Our goal is to experiment with digital technology and eye-catching design, and to be bold with our decision-making, anticipating a sophisticated audience. Mastering the attitudes and characteristics communicated through line, shape, and color allows one to refine one's message; or, for example, allude more specifically to the ideas that create a corporate brand. Manipulating images and text across the layout, using empty space in dynamic ways, and daring to push the edges of the composition are devices pulled from the history of design and contemporary design.

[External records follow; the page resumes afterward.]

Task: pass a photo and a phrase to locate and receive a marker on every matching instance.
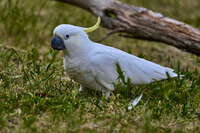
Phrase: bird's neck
(78, 49)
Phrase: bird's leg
(81, 89)
(106, 94)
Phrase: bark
(142, 23)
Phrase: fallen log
(142, 23)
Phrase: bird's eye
(66, 36)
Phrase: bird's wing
(139, 70)
(104, 70)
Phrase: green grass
(37, 96)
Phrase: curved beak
(57, 43)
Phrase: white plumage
(93, 65)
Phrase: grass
(37, 96)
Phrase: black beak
(57, 43)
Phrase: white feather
(93, 65)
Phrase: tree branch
(142, 23)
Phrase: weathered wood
(142, 23)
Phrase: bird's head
(65, 35)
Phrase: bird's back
(139, 70)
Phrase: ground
(37, 96)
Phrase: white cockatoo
(93, 65)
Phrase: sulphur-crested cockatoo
(93, 65)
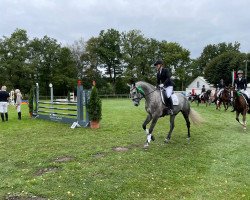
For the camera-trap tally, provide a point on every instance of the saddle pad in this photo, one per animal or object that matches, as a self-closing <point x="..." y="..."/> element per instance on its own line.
<point x="175" y="99"/>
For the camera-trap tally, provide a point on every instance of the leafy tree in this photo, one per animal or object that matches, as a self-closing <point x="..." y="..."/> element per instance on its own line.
<point x="14" y="61"/>
<point x="45" y="54"/>
<point x="91" y="61"/>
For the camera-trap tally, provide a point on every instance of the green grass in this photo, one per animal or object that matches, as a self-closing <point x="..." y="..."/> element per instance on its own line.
<point x="215" y="165"/>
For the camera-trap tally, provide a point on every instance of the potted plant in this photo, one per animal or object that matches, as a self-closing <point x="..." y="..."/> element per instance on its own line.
<point x="31" y="101"/>
<point x="94" y="108"/>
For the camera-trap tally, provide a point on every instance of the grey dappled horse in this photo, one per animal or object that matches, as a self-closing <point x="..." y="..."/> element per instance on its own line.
<point x="156" y="109"/>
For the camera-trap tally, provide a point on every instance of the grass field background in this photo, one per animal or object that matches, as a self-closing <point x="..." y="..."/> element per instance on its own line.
<point x="48" y="160"/>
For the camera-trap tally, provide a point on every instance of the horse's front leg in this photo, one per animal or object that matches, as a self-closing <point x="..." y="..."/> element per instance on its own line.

Whether participating as a designer or visual artist, this class encourages individuals to strengthen and grow their design sensibilities. The elements and principles of design will be applied to complex problems. Strategies for idea development and problem solving will be presented. Class resources include concepts and images from early and recent design history, as well as current design dialogues, experimental design labs and contemporary design.
"Meggs' History of Graphic Design", any edition, by Phiip B. Meggs and Alston W. Purvis
"Graphic Design Essentials: Skills, Software, and Creative Solutions" by Joyce Macario and Joyce Walsh Macario (2008, Paperback)
Course Requirements/Evaluation Criteria:
Projects are digital and our Computer Lab provides access to Photoshop and Adobe Illustrator. The class projects are generally geared for students who are familiar with Photoshop or Adobe Illustrator, however, enthusiastic students with very limited digital experience may benefit from small tutorials available for reference in the Joyce Macario recommended textbook. Students may bring their own laptops or use the in-class Computer Lab.
Other requirements include participation in individual 'work in development' critiques and group critiques.